So my wife and I have made it to Amsterdam and after a month we’re now half-way through our trip before we leave for Iceland, Paris and then head back to Cape Town.

Here’s a list of what I’ve learnt along the way with regards to photography while travelling:


In the Bag

Analogue camera bodies weigh a lot less than their digital counterparts. The batteries, CF cards, SD cards, chargers and all the other pieces that make up the digital workflow just add up to something you think twice about when going out for the day. There is a certain peace of mind you have when all you need to do is grab your body, spools and some lenses.



It can be very costly to scan negatives. It’s about 9 up to 11 Euro to scan one spool. If you’re a professional photographer, you can have upto 5 spools that need to go through the process, so it can affect your budget quickly. Negative scanners are bulky and you won’t have space in your bag of one. The other option is to buy a small scanner like the Braun NovoScan 1, but it won’t give you the quality you need, and it’s rather a sampler to choose images before scanning.


End result

The feeling I get from photographs I’ve taken on 35mm, vs what I get with the digital body differ. I am not sure if it’s the film vs. sensor, the quality of 35mm negative film vs digital RAW files, or the time I take to compose the shot with analogue vs the multiple shots I take of a given moment when shooting digital.



It takes time to change the spool every 36 shots. Moments aren’t missed, but the energy you have while shooting is interrupted by it. (You also have to let the model know about being a lot slower than what a digital session would entail.)


After the fact

There is also no check to see if you’ve got the shots you want until you have it processed and scanned to disc. This can take up to two days until you have any idea.

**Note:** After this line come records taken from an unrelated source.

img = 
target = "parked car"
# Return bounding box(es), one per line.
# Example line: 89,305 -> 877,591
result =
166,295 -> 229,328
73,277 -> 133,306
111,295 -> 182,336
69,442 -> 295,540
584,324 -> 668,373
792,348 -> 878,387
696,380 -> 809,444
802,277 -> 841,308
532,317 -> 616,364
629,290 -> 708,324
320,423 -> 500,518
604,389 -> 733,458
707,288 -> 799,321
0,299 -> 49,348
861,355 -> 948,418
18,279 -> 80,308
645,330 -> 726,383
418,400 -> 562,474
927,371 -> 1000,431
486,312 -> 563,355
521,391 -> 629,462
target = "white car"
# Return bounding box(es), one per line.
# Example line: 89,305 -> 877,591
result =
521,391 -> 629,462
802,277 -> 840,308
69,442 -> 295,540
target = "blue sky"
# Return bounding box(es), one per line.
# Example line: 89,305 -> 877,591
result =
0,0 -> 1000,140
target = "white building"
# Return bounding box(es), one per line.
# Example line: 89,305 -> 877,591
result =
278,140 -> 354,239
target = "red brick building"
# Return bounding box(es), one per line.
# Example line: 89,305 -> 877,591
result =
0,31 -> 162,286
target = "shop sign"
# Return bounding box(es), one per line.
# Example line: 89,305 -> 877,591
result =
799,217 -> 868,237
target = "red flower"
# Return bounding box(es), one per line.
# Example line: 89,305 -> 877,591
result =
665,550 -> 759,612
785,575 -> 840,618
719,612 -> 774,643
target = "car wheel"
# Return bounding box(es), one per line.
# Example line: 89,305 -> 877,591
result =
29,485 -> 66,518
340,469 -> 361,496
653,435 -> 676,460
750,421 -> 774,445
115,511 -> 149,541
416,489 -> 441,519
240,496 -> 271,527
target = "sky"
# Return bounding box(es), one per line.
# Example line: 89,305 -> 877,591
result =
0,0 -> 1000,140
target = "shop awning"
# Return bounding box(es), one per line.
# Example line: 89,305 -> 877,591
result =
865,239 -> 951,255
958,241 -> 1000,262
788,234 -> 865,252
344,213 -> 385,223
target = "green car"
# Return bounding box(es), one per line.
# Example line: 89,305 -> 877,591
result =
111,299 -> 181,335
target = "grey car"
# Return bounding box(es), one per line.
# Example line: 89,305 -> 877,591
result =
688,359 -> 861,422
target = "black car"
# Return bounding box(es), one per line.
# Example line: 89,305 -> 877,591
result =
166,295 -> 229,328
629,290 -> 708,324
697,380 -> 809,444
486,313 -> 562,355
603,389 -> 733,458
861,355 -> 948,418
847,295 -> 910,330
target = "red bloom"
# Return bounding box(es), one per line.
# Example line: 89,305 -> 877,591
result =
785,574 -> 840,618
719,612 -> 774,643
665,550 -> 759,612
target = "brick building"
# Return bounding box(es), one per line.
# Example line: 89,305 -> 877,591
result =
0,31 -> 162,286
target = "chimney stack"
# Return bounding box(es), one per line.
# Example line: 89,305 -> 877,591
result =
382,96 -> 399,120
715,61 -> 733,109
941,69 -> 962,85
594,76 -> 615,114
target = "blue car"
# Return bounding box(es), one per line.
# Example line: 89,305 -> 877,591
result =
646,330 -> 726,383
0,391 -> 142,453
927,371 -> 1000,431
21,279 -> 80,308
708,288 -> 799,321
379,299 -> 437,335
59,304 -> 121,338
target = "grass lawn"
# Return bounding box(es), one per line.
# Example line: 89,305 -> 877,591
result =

But, the time I take to post-process the files vs that of a digital RAW differ immensely. I almost need no retouching, and the grading is already done with 35mm. I might push contrast or dodge and burn certain areas, but it’s mostly done on the fly. With a digital flow I have to emulate the film aesthetic, and edit it to show the images in my style.

Overall, I usually shoot digital for work and analogue for my personal projects. What is possible to do, is to use the digital as a light-meter in studio, so your shots will be correctly exposed.

When snapping images as part of my life story, I take it with film. There is just a nostalgic feeling I get when going through them, similar to when looking at my parent’s photo albums, and I enjoy going through my images captured on film a lot more than the digital pics. I ‘feel’ them a lot more, and they mean a lot more today just because of the fact that it’s the medium I chose to use for my passion and personal work.